The need for metropolitan-area planning was recognized at least as far back as the turn of the twentieth century. Recall that the 1909 Plan for the City of Chicago contained regional elements for both transportation and open space. However, the first big surge of interest in regional planning came in the 1920s. The primary cause was the huge increase in automobile ownership that occurred during the 1920s and the related growth of the suburbs. As the compact city of the nineteenth century gave way to the metropolitan area of the twentieth century, the need for metropolitan-area planning became evident, particularly in regard to transportation and utilities.

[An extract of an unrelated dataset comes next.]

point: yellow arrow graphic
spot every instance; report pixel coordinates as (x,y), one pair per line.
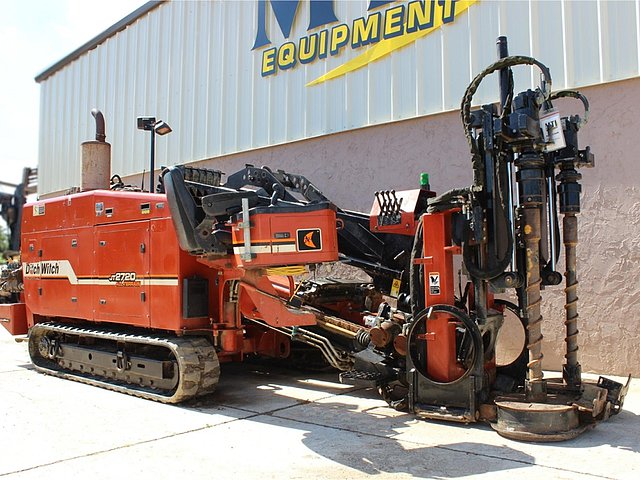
(385,47)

One response to this need was the regional planning agency. One of the first, and probably the best known, of these organizations was the Regional Plan Association in New York. The plan, described in Chapter 3, covered more than 5,000 square miles in three states: New York, New Jersey, and Connecticut. By the end of the 1920s, there were about 15 regional plans in the United States. Many of them, like the plan for the New York region, were done entirely under private auspices. Such plans had absolutely no official sanction or any force of law. They affected the region only to the extent that they influenced the opinions of public officials and their constituents. Other regional plans of the period were governmentally chartered and funded, so they had a certain statutory relationship to the political establishment. But even then, the power of such a group was essentially only the power of persuasion, since it is only the legislative and executive branches of states and municipalities that can make laws and appropriate monies.